Читать книгу Scarlett of the Mounted - Marguerite Merington - Страница 5
III
ОглавлениеLUCKY DURANT
The lagging pace of the young man who was approaching, his weary stoop under a light pack he carried, miner-wise, upon his shoulders, confessed him all too surely the tenderfoot Scarlett had described him.
With a bewildered stare at the congeries of squalid tents and cabins that comprised the camp, he accosted Barney.
"Surely this can't be Lost Shoe Creek?" "Maybe it can't be, but that's phwat it does be, me lad!"
"It's so different from what I expected."

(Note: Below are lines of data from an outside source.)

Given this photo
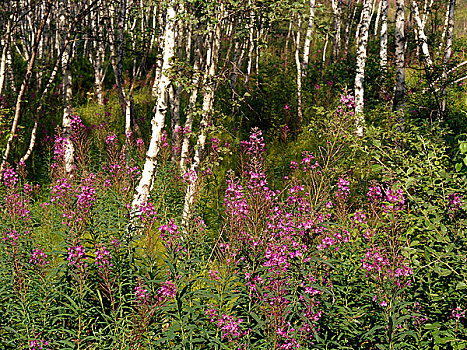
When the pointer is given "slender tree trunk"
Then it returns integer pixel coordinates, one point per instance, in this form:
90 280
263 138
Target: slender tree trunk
5 43
422 39
362 41
337 10
158 70
307 44
348 28
67 109
40 106
447 57
399 97
299 75
446 24
251 44
383 48
426 12
187 129
22 90
142 191
378 16
212 58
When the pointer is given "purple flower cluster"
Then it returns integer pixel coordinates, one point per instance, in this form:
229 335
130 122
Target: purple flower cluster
458 313
38 258
255 146
77 256
111 139
168 290
343 189
103 257
377 264
170 235
454 203
228 325
38 345
394 200
141 295
86 195
11 236
10 178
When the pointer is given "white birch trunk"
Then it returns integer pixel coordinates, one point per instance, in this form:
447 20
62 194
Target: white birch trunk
67 95
337 10
158 68
252 44
142 191
399 96
307 44
447 56
422 39
299 75
362 41
212 58
446 24
5 43
22 90
378 16
191 108
383 48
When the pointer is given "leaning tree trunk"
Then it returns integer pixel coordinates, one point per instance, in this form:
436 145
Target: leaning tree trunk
142 191
5 43
336 43
251 44
383 48
307 44
212 59
422 39
362 41
399 96
23 88
191 109
447 57
66 119
299 75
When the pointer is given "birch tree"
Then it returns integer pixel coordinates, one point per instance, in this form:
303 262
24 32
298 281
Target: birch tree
158 121
399 96
447 56
337 11
362 41
383 48
307 43
212 59
422 39
24 85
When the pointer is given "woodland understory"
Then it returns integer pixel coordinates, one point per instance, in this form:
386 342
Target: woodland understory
242 174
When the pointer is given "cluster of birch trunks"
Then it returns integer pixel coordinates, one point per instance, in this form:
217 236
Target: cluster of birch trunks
213 39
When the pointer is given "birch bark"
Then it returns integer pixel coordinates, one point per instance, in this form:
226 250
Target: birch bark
447 56
337 10
307 44
383 48
362 41
399 96
22 90
142 191
212 59
299 75
422 39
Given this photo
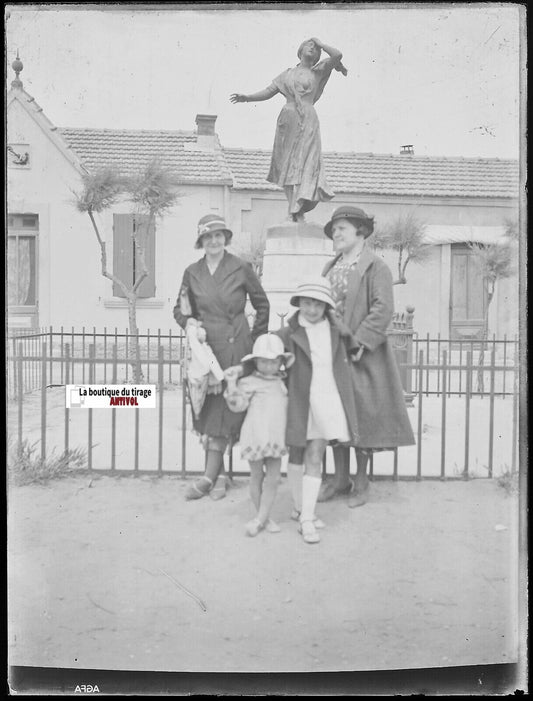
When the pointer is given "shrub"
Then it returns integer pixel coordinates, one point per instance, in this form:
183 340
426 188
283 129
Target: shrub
27 467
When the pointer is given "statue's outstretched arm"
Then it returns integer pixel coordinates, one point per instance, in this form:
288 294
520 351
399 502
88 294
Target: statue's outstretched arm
260 96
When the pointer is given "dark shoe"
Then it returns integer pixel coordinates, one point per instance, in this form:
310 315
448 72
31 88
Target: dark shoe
199 489
358 497
219 488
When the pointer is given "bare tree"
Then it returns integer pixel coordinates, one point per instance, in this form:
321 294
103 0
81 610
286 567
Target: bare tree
405 235
496 262
252 251
152 193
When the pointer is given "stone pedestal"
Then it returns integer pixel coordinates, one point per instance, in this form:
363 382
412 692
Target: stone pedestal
293 252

"Ye were anticipating skyscrapers? In these parts we build downwards for gold—and both ways lead equally far from heaven, I'm thinking."

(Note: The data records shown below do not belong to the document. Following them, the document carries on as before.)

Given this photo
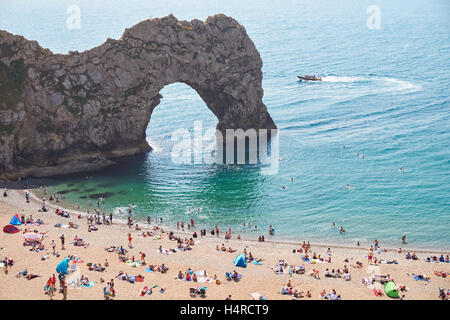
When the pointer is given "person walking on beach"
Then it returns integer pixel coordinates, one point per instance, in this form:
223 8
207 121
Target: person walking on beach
65 292
129 241
62 242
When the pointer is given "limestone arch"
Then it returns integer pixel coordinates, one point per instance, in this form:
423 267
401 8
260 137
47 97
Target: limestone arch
78 111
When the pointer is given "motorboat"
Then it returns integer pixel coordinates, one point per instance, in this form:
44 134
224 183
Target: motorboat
309 78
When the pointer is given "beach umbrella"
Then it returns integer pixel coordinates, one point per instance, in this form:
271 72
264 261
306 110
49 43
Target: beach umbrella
33 236
240 261
391 290
15 220
10 229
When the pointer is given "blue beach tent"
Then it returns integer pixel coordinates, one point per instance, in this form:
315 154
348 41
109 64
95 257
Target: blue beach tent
15 220
240 261
62 266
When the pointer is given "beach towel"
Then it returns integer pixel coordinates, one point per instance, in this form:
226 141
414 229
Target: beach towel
62 266
15 220
89 285
417 278
10 229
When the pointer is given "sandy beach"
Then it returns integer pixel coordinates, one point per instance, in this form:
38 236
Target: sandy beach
255 278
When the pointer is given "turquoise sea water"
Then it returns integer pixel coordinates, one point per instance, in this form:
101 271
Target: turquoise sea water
385 94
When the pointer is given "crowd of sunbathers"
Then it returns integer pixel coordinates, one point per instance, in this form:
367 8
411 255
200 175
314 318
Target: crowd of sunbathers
283 267
224 249
438 259
78 242
288 290
330 296
29 220
27 275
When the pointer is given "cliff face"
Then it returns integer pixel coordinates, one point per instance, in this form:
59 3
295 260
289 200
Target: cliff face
75 112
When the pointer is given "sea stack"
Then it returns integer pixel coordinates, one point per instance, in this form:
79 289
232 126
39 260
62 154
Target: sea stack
66 113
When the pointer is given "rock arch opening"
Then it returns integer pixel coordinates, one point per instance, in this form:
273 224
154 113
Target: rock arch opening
80 111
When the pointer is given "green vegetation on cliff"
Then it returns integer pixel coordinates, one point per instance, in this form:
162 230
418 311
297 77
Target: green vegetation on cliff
12 81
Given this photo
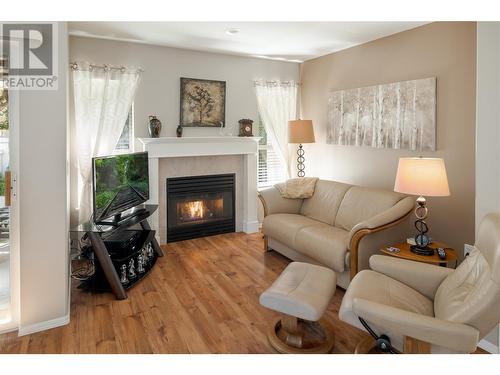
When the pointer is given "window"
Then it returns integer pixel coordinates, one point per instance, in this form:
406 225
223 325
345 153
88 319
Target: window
270 169
126 142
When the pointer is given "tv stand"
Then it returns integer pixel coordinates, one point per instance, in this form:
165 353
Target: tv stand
116 245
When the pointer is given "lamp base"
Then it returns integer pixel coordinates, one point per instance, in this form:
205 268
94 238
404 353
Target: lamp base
300 162
421 250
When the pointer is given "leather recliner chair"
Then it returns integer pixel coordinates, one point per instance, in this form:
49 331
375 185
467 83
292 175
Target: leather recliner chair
423 308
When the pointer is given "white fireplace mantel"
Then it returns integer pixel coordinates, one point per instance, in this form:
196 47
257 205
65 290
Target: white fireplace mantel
172 147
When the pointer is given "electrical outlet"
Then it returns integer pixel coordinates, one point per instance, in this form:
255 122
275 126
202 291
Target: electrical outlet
467 249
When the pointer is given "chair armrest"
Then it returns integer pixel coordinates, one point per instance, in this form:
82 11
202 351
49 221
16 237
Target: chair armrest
274 203
455 336
392 217
393 214
424 278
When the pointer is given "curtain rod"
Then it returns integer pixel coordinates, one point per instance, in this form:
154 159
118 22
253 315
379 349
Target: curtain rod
257 83
106 67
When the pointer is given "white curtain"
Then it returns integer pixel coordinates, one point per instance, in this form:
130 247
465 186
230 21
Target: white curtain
277 103
103 98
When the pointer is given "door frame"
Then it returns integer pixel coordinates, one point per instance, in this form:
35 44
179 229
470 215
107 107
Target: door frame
14 230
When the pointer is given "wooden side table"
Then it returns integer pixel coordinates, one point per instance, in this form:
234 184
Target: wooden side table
406 253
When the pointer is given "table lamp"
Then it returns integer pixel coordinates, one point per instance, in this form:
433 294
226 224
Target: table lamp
300 131
422 177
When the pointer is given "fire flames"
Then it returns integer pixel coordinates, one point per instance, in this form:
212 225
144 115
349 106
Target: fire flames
194 210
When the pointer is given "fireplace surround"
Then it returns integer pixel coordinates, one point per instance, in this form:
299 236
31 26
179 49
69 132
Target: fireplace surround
199 206
189 156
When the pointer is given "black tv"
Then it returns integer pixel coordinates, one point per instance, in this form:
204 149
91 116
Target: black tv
120 182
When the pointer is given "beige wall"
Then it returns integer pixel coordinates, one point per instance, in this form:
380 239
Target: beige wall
444 50
488 133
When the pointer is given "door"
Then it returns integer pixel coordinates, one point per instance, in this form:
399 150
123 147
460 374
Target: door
8 203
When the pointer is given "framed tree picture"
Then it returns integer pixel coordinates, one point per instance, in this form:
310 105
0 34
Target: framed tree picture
203 103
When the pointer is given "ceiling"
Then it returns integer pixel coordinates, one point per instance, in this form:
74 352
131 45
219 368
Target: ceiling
288 41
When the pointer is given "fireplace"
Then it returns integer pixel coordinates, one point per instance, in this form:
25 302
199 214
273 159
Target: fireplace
199 206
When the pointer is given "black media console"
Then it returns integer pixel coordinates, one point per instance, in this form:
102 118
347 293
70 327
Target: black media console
124 252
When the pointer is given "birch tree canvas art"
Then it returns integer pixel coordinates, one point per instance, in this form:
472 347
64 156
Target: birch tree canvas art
400 115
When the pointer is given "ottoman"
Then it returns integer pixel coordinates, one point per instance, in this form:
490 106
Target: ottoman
301 294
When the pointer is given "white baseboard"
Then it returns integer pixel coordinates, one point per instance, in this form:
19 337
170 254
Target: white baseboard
42 326
250 226
489 347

"Well, though not skyscrapers, I certainly had looked for something more imposing. Can you direct me to the office, or residence, of Mr. Matthew Durant?"
"Durant!" Involuntarily, Barney and Scarlett exchanged a glance of surprise.
"Office or residence, indade! 'Tis myself would like to be directed to the man," replied the former.
"Oh, but surely you know him!" cried the newcomer. "I mean Matthew Durant, owner of the wonderful Rainbow Mine!"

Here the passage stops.